The political and social instability that has roiled Haiti in recent months has added to the long-standing problems faced by the nearly 11 million people who live in the poorest country in the Western Hemisphere. Volatile and, at times, violent conditions are a challenge to the U.S. Agency for International Development’s (USAID) effort to help build a stable and economically viable Haiti.
But as John Barsa, the Assistant Administrator for USAID’s Bureau for Latin America and the Caribbean, noted, “The bonds of affection between the U.S. and the Haitian people are solid and they’re not going to go away:”
“So we will always do what we can from country to country to help the Haitian people. . . We will always be there to assist.”
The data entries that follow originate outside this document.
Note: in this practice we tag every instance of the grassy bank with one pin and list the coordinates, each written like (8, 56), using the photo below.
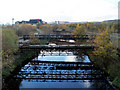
(21, 58)
(108, 65)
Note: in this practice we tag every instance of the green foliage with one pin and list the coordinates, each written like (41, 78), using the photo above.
(9, 40)
(25, 29)
(80, 30)
(104, 45)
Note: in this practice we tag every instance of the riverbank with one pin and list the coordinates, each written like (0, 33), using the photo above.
(21, 58)
(110, 66)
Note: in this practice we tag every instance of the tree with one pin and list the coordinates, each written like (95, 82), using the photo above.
(103, 44)
(80, 30)
(25, 29)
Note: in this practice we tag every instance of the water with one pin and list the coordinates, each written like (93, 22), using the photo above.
(35, 71)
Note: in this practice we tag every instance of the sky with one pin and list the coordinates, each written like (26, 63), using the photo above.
(58, 10)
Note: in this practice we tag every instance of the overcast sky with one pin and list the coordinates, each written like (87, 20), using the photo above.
(58, 10)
In response to the heightened food insecurity in Haiti, USAID contributed $26.2 million for emergency food assistance programs in FY19 and FY20. This includes the release of 4,600 metric tons of emergency in-kind food assistance distributed by USAID partner UN World Food Program to meet the immediate food needs of approximately 200,000 vulnerable Haitians. It also includes the provision of food vouchers and cash transfers for food to more than 144,000 of the most food insecure Haitians.
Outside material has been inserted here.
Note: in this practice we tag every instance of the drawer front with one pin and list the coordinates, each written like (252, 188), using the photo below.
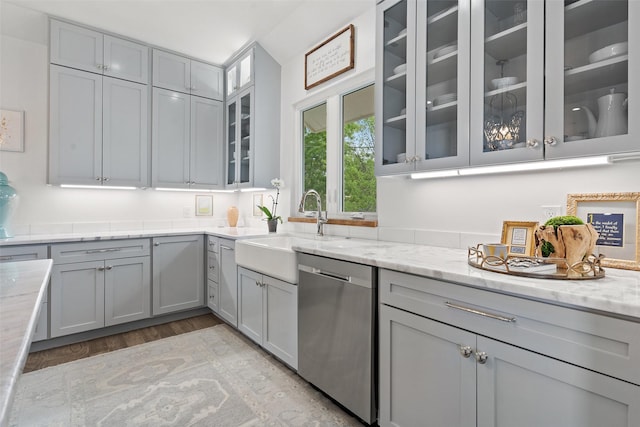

Assistant Administrator Barsa said he wished such contributions were unnecessary:
“I would much rather that these Haitian people we’re feeding right now were able to have their own plots of land to grow food, and have a system in place where they wouldn’t have to depend on external hands to feed them.”
In addition to much needed humanitarian aid, U.S. assistance to Haiti focuses on promoting long-term reconstruction and development, economic growth, job creation, and agricultural development. It also aims to provide basic health care and education services and improve the effectiveness of government.
Currently, USAID is placing added emphasis on working with the private sector to help advance these goals, said Assistant Administrator Barsa:
“With the understanding that it isn’t the government’s job to create jobs, it’s the private sector’s, how can we be a catalyst for that private sector investment? Before that can occur anywhere in the world and especially in Haiti, the private sector has to feel it’s a safe place to invest and do business. . .You cannot do development work without having a stable civil society and a secure place to do business.”
Assistant Administrator Barsa said that the U.S. emphasis on the need to strengthen civil society and democratic governance in Haiti is the right one, but warned, “We cannot want this more than the Haitians themselves…Haiti will not be able to have economic prosperity until some of the most basic governance issues are resolved first.”